Provide work order concern function; Provide work order comment function, comment support reply; Comment support circle people function; Comments support instant in-site notification by mail or other means.

Real-time o&M collaboration with ChatOps

ChatOps concept definition

ChatOps is a real-time chat-driven operation and maintenance model. Through the implantation of automated robots into chat sessions, the automated and transparent linkage of human, machine, and data is formed, enabling operation and maintenance teams to effectively communicate, collaborate, and execute tasks. ChatOps is a practical evolution method of DevOps.



ChatOps helps smooth the organization’s evolution to DevOps

ChatOps is a unified o&M portal for both internal and external o&M users. The organization O&M mode is transparent to users and helps smooth the evolution to a higher stage of DevOps.
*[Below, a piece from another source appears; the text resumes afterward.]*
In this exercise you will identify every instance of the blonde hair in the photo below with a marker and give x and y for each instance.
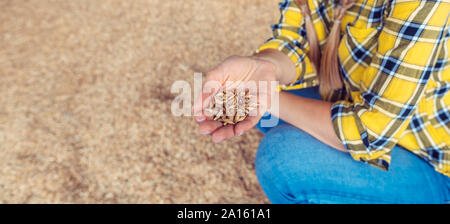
(325, 65)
The origin and application of ChatOps on GitHub

Manage Github internal server, start and stop, upgrade, patch; Email management, sending and receiving personal emails; Code submission notification; Code construction, deployment on-line; Database management, deleting data, backing up data…
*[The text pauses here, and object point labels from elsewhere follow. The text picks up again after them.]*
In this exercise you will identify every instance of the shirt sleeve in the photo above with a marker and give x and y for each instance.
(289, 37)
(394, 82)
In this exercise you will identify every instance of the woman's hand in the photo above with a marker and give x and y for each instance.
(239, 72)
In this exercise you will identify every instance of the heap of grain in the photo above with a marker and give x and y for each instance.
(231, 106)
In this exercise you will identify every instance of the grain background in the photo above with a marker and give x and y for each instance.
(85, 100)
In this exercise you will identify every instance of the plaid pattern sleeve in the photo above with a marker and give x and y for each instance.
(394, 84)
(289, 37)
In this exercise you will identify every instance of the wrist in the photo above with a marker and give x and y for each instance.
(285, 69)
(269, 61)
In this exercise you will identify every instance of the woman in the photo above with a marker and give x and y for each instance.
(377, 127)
Rules for construction of intelligent operation and maintenance platform

Youyun intelligent operation and maintenance management platform can help all kinds of enterprise users gradually move to a higher level of “integration”, “automation” and “intelligent” operation and maintenance management.

1. Integration: Traditional operation and maintenance tools are scattered, and there is a lack of effective operation and maintenance data and scene integration among tools. Therefore, OPERATION and maintenance PaaS platform based on new technology architecture becomes the mainstream choice.

2. Automation: Transfer the operation and maintenance of human workers to the automatic operation and maintenance of changes, gradually realize the automatic implementation of operation and maintenance scenes such as daily operation and maintenance operation and continuous application delivery, improve operation efficiency and process standardization, and reduce the risk of manual operation;

3, intelligent, through big data analysis, operation and maintenance intelligent robot technology to achieve intelligent operation and maintenance management, support fault self-healing, capacity expansion, emergency support, etc.



I hope youyun can help you transform from integrated operation and maintenance to automated operation and maintenance, and see the dawn of automation in the future. Thank you.

That’s all for today’s sharing, thank you!